Directed by Abai Karpykov. Screenplay, Leila Akhinzhanova, Boris Airapetian. Camera (color), Alexei Berkovich; editors, Tatiana Belousova, Svetlana Mayzova; music, Boris Beglar; production designer, Alexander Rorokin. Reviewed at Berlin Film Festival (market), Feb. 13, 2000. Running time: 89 MIN.
With: Farkhat Abdraimov, Kristina Orbakaite, Alexander Alexandrov, Dauren Sarsekeev.
Modestly engaging and subtly ironic, “Fara” centers on a cheerful, goodhearted, seriously fat young man who discovers his father is involved with the Mafia. Pic is potential fodder for Euro TV programmers, and may crop up on the margins of festivals in the coming months.

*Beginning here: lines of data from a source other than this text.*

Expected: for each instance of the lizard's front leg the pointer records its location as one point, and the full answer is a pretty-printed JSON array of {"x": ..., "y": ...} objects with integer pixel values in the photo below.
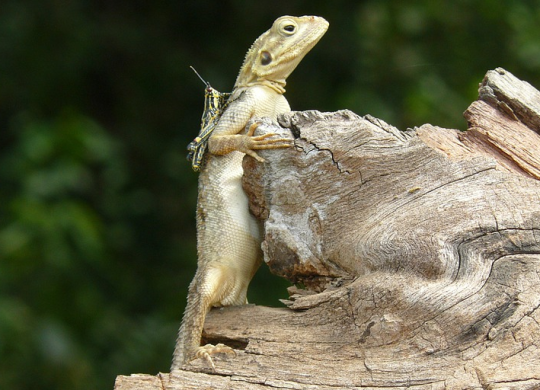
[{"x": 247, "y": 143}]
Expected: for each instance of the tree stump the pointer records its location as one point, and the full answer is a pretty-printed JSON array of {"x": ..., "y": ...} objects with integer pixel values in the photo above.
[{"x": 418, "y": 254}]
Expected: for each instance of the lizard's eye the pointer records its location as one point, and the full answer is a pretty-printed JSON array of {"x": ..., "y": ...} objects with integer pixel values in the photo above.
[
  {"x": 266, "y": 58},
  {"x": 290, "y": 28}
]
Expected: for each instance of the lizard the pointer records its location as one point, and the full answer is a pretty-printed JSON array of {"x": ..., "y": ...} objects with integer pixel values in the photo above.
[{"x": 228, "y": 236}]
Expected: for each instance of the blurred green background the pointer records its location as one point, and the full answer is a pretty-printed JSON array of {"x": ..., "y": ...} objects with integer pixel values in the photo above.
[{"x": 97, "y": 105}]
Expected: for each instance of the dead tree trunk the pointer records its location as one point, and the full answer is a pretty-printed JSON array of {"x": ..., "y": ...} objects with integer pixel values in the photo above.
[{"x": 419, "y": 252}]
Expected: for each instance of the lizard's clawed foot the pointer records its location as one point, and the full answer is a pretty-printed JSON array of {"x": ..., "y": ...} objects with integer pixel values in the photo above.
[
  {"x": 261, "y": 142},
  {"x": 206, "y": 351}
]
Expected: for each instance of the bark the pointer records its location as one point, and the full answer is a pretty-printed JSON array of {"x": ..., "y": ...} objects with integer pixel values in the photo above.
[{"x": 418, "y": 251}]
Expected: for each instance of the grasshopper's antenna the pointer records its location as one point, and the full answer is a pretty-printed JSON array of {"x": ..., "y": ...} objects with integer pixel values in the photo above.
[{"x": 205, "y": 82}]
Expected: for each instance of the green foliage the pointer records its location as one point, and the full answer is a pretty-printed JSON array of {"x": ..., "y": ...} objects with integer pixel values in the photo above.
[{"x": 97, "y": 104}]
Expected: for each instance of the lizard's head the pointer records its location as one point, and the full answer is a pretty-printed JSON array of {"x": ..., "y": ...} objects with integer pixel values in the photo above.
[{"x": 277, "y": 52}]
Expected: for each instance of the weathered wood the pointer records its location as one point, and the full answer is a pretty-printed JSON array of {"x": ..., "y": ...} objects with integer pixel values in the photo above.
[{"x": 419, "y": 251}]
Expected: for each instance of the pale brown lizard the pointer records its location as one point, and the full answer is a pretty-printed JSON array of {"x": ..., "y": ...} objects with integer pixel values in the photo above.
[{"x": 228, "y": 236}]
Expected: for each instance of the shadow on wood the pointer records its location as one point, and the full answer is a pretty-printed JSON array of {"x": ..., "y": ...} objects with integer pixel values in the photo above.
[{"x": 419, "y": 251}]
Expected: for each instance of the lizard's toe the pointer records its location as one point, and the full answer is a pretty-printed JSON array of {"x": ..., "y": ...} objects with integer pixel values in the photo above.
[{"x": 208, "y": 350}]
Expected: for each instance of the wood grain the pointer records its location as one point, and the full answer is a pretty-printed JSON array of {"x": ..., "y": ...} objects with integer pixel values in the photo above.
[{"x": 418, "y": 252}]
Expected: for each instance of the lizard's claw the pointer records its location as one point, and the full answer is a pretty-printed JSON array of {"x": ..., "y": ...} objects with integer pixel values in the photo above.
[
  {"x": 206, "y": 351},
  {"x": 260, "y": 142}
]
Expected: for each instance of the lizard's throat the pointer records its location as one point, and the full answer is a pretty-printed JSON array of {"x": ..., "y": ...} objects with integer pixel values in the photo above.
[{"x": 278, "y": 86}]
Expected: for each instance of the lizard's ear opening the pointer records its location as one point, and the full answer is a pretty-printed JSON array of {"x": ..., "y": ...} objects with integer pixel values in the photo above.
[{"x": 266, "y": 58}]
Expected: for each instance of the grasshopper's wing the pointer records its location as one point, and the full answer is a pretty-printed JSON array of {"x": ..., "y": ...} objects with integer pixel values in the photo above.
[{"x": 215, "y": 103}]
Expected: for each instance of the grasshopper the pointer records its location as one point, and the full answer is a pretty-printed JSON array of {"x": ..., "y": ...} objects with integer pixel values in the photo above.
[{"x": 215, "y": 103}]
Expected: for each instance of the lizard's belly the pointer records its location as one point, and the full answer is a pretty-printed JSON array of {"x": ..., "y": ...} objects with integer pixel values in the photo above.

Pic opens in 1972, when the crippled Fara was trying to keep up with his friends and his influential father was pulling strings to get him medical help. In the present, Fara (Farkhat Abdraimov), now able to walk, is happy running a restaurant given him by his father, a former Communist Party official in Kazakhstan and, more recently, a millionaire bank owner — until the old man is murdered and Fara discovers his childhood friend is involved with the bad guys. Pic is not so much a thriller as a character study, with interesting glimpses of life in this former Soviet republic.